The February operations authorization of Tunnel D followed a series of subsystem checkouts and shakedown runs that occurred over the preceding months. The first on-air operations at the renovated facility were conducted in February 2018, and the upstream systems checkouts, conducted at a subsonic flow, would continue through September 2018.

Supersonic checkouts of Tunnel D at Mach 4 began in November 2018 and continued through the end of January. After a successful research series at Mach 4 during February through April, the first operations at Mach 5 then occurred earlier this month.

Tunnel D is unique in that AEDC owns all of the facilities, including the wind tunnel itself, but AEDC has agreed to grant executing authority of the facility to  AFRL. Birdwell said this has required a number of complex partnerships and agreements between AFRL and AEDC, encompassing safety, security, maintenance, logistics and operations.

Birdwell, while crediting the diligence of those involved, said operations have been “extremely smooth.” He said the AFRL participates in all aspects of AEDC planning and operations in the same capacity as the other Combined Test Forces at Arnold and coordinates the Tunnel D requirements and scheduling through the normal AEDC processes.

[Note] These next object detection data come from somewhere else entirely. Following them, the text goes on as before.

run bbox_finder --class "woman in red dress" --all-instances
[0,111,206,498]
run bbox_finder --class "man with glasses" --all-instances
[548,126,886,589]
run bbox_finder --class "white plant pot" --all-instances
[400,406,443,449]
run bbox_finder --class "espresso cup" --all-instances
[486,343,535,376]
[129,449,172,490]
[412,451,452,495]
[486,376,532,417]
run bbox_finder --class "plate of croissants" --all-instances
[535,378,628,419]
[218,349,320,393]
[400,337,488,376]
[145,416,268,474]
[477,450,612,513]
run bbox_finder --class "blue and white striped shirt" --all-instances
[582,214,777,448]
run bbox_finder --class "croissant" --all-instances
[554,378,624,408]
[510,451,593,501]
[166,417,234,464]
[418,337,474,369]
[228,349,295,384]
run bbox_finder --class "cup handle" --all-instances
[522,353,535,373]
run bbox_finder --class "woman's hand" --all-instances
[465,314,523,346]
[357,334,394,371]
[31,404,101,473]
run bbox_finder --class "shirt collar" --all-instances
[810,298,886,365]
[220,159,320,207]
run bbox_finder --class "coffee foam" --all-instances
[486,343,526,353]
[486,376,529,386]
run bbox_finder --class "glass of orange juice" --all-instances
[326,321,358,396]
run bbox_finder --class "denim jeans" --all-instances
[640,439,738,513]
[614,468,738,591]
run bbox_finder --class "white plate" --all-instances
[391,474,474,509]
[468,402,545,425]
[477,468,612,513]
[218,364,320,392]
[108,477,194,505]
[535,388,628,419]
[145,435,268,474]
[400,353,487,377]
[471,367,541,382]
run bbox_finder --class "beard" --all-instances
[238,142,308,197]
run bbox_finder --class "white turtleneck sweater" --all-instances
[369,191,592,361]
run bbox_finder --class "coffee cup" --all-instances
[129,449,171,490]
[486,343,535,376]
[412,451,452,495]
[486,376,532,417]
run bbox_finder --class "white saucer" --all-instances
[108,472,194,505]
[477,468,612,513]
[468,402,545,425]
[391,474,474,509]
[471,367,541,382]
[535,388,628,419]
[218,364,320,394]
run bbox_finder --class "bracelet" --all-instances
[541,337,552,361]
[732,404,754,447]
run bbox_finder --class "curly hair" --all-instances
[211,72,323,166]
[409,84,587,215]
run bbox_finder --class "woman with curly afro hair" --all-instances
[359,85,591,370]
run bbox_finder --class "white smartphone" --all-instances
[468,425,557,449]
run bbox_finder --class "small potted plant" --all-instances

“Smooth operations and planning are assisted by the fact that our tunnel was designed to have very low operational requirements, so we barely impact the larger facilities on base even when running at our peak,” Birdwell said. “For instance, our High Pressure Air usage is often noted to be no more than a leak on the overall system, as we would require less than 5 percent of the total base capabilities to run an entire day’s operations at our max flow rate. These low requirements allow us to run at the same time as the other operations on base, providing for much smoother scheduling and coordinating on both sides.”

Ogg said contractors across Arnold played a key role in the Tunnel D reactivation efforts. Although AFRL funded and managed the effort, Ogg said on-base contractors, including engineers and craft personnel, aided in the design, procurement, fabrication and installation of various subsystems for Tunnel D.

“Much of the contracted team remains involved to some extent during our day-to-day operations,” he said. “Much of our supporting subsystems, such as hydraulics and vacuum, require regular maintenance and upkeep, while we also look to many on-base engineers to help implement robust upgrades as we learn how to more efficiently operate the tunnel. Because the facility was designed to be operated with a very small number of personnel, most of the day-to-day test campaigns are executed by AFRL personnel. However, we still heavily rely on the contracted support for ensuring the tunnel is operating nominally.”

Hofferth expressed his appreciation for those who worked to make the successful reactivation of Tunnel D possible.

“AFRL would like to thank the AEDC family for the warm welcome and excellent support that our group has received since our stand-up and throughout the effort to reactivate and operate Tunnel D,” Hofferth said.